The real truth that seems to catch many people off guard is that you’re never actually done designing. In most good projects, designers have product ownership from spec to ship. You don’t want design becoming a relay race where you hand off something to another department or group of people where you don’t have a say. Even just listing the individual steps like I’ve done, I run the risk of misleading you, as it can very easily be understood as a progression that runs from A to B. Designing apps, or anything for that matter, is rarely a straight line or a clear succession of stages.
While our tools, as well as our products, have changed a lot over these past years, the underlying process of making apps remains largely the same.
As you progress down this narrowing funnel of bringing an app through development, you make assumptions. Then, you challenge and revise until some nugget of truth makes it into the next stage (or the next build).
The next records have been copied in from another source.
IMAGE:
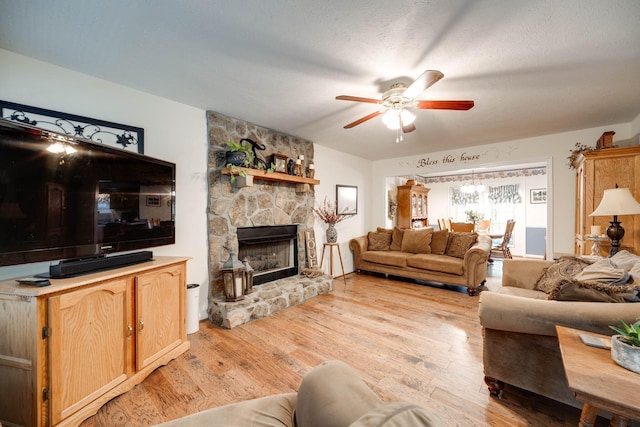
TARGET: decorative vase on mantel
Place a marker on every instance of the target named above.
(332, 234)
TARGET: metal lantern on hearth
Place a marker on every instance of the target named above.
(248, 272)
(234, 275)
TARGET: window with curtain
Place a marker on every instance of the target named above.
(497, 203)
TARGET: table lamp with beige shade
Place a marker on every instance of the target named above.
(616, 201)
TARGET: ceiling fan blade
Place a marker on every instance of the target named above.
(358, 99)
(408, 128)
(445, 105)
(363, 119)
(419, 85)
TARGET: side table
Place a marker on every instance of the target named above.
(598, 381)
(331, 246)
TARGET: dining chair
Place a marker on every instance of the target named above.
(504, 244)
(483, 226)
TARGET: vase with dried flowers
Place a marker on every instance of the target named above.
(328, 214)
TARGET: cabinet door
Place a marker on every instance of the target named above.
(90, 344)
(160, 312)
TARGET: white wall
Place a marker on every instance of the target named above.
(336, 168)
(550, 149)
(173, 132)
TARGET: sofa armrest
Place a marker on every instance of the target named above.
(539, 317)
(523, 273)
(479, 251)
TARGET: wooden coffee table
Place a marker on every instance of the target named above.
(597, 381)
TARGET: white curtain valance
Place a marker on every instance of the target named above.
(505, 194)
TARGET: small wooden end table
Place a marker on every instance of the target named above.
(598, 381)
(331, 246)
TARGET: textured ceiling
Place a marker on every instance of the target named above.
(532, 67)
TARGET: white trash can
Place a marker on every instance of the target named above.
(193, 308)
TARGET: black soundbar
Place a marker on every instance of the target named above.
(83, 266)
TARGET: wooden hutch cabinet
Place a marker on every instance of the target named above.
(68, 348)
(597, 171)
(412, 206)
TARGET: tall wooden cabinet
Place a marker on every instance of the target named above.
(68, 348)
(412, 206)
(597, 171)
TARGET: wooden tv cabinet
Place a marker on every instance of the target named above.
(68, 348)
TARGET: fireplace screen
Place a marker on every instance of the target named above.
(268, 257)
(271, 251)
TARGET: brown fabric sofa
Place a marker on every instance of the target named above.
(520, 343)
(439, 256)
(330, 395)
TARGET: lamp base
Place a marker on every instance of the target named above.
(615, 233)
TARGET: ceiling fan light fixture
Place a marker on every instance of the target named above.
(395, 119)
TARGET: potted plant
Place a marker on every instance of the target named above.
(625, 347)
(473, 216)
(329, 215)
(239, 154)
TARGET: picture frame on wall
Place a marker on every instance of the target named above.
(346, 199)
(153, 201)
(538, 195)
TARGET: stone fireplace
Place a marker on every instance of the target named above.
(270, 250)
(233, 211)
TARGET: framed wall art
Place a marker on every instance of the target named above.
(100, 131)
(538, 195)
(346, 199)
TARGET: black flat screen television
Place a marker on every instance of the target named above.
(67, 198)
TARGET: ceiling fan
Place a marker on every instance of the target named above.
(399, 98)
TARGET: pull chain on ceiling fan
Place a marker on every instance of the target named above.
(399, 98)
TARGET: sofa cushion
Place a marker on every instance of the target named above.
(459, 243)
(439, 241)
(270, 411)
(522, 292)
(378, 241)
(576, 290)
(396, 239)
(439, 263)
(397, 414)
(417, 241)
(394, 258)
(625, 260)
(563, 268)
(332, 395)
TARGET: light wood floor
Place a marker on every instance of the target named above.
(408, 341)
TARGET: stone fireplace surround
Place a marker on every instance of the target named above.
(265, 203)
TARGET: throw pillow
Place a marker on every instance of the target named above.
(459, 243)
(396, 239)
(563, 268)
(417, 241)
(378, 241)
(575, 290)
(439, 241)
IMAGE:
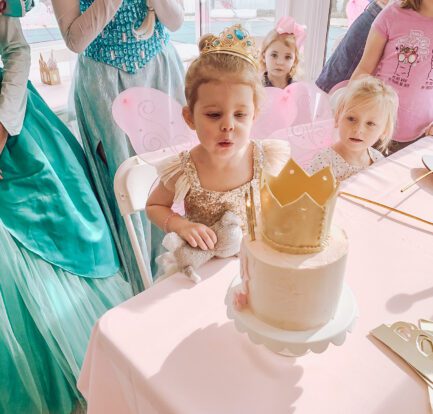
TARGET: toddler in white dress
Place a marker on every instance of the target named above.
(365, 116)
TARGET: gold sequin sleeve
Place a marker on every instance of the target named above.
(168, 169)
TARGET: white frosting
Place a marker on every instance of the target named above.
(295, 292)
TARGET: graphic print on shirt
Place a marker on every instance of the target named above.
(410, 50)
(407, 56)
(429, 81)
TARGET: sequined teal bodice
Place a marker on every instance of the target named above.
(117, 46)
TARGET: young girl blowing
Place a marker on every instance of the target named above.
(222, 89)
(365, 116)
(399, 51)
(279, 57)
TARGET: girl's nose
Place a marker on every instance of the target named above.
(227, 124)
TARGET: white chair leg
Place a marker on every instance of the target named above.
(147, 280)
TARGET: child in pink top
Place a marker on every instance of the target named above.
(399, 51)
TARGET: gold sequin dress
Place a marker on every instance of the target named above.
(206, 206)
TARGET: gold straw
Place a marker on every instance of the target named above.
(414, 182)
(344, 194)
(253, 207)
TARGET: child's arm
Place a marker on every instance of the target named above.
(372, 53)
(158, 209)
People tend to think about building apps the way they think about building a house. First, you lay the foundation, then the walls come up and the appliances are installed. It seems straightforward. There is a blueprint, a design, and a team building it. This fallacy is the source of much grief in the world of making software. It’s why clients expect you to be able to tell them how much their idea costs to develop. It’s why estimates are almost always wrong, and frankly, why we have so many terrible products. It implies that we know the outcome of the process – that right from the start we’re working in a mostly controlled environment with a clearly defined goal.
But, if the process and the stages outlined above teach us anything, it is that we don’t and we shouldn’t have one. The process is there to help us explore the potential by challenging our assumptions and iteratively execute each step – to bring the best nuggets from the idea into the hands of people.
Rather than building a house, designing apps is probably more like composing a symphony. Each profession a separate instrument. In the beginning, it sounds odd, hollow and out of tune. Slowly, however, as we move through the acts and apply our experience and skill, iteratively it finds its direction and becomes some version of the music described in the original idea.